ETH co-founder Vitalik Buterin took his hat off to the developers behind this effort.
summary
- Ethereum deploys Fusaka upgrade to enhance transaction processing while keeping security and decentralization intact.
- The key innovation is EIP-7594 (PeerDAS), which allows nodes to validate block data without downloading everything, increasing efficiency.
- The upgrade supports scaling and DeFi growth, allowing Ethereum to process millions of transactions every day and maintain a cutting-edge smart contract ecosystem.
“A huge congratulations to Ethereum researchers and core developers who worked hard for years to make this happen,” the 31-year-old entrepreneur told X late Wednesday.
Fusaka’s PeerDAS is important because it is literally sharding.
Ethereum is reaching consensus on blocks without requiring a single node to see more than a small portion of the data. And it is robust against 51% attacks. This is client-side probabilistic validation and is not… pic.twitter.com/OK81xBteER
— vitalik.eth (@VitalikButerin) December 3, 2025
Expand network capacity while maintaining existing security
The Fusaka upgrade went live on the network’s last testnet, Hoodi, in October.
This is centered around EIP-7594: PeerDAS (Peer Data Availability Sampling).
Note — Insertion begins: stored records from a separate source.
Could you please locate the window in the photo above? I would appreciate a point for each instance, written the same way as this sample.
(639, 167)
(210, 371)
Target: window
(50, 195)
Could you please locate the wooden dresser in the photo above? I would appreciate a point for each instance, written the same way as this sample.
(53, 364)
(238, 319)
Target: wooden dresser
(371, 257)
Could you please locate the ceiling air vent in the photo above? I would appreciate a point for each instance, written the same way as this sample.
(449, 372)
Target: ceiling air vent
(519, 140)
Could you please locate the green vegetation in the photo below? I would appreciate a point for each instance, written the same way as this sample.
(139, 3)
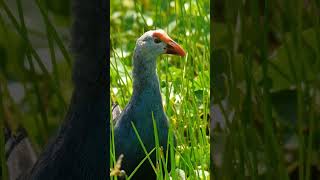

This is a protocol that allows Ethereum nodes to verify the integrity of block data without requiring the full data to be downloaded. This implementation aims to expand network capacity while maintaining existing security and decentralization parameters.
Ethereum, the largest smart contract blockchain by total amount locked, has over $73 billion in decentralized finance (DeFi) applications. According to data from Etherscan, a blockchain analytics platform, the network processes between 1.3 million and 1.8 million transactions every day.
The Fusaka upgrade represents part of Ethereum’s ongoing development roadmap focused on scaling solutions, particularly sharding. This method of scaling blockchains significantly increases throughput by dividing the network into smaller parts and allowing nodes to process portions of transactions while maintaining security.
Network developers position this upgrade as a technological advancement in Ethereum’s ability to handle increased transaction volumes without compromising the decentralized nature of the blockchain’s validator network.
“Sharding has been a dream for Ethereum since 2015, and data availability sampling has been possible since 2017,” Buterin wrote, citing a GitHub post. “And now we have it.”
price action
After the upgrade went live, Ethereum broke above $3,000. Last time I checked, it was up about 5%, trading at about $3,162.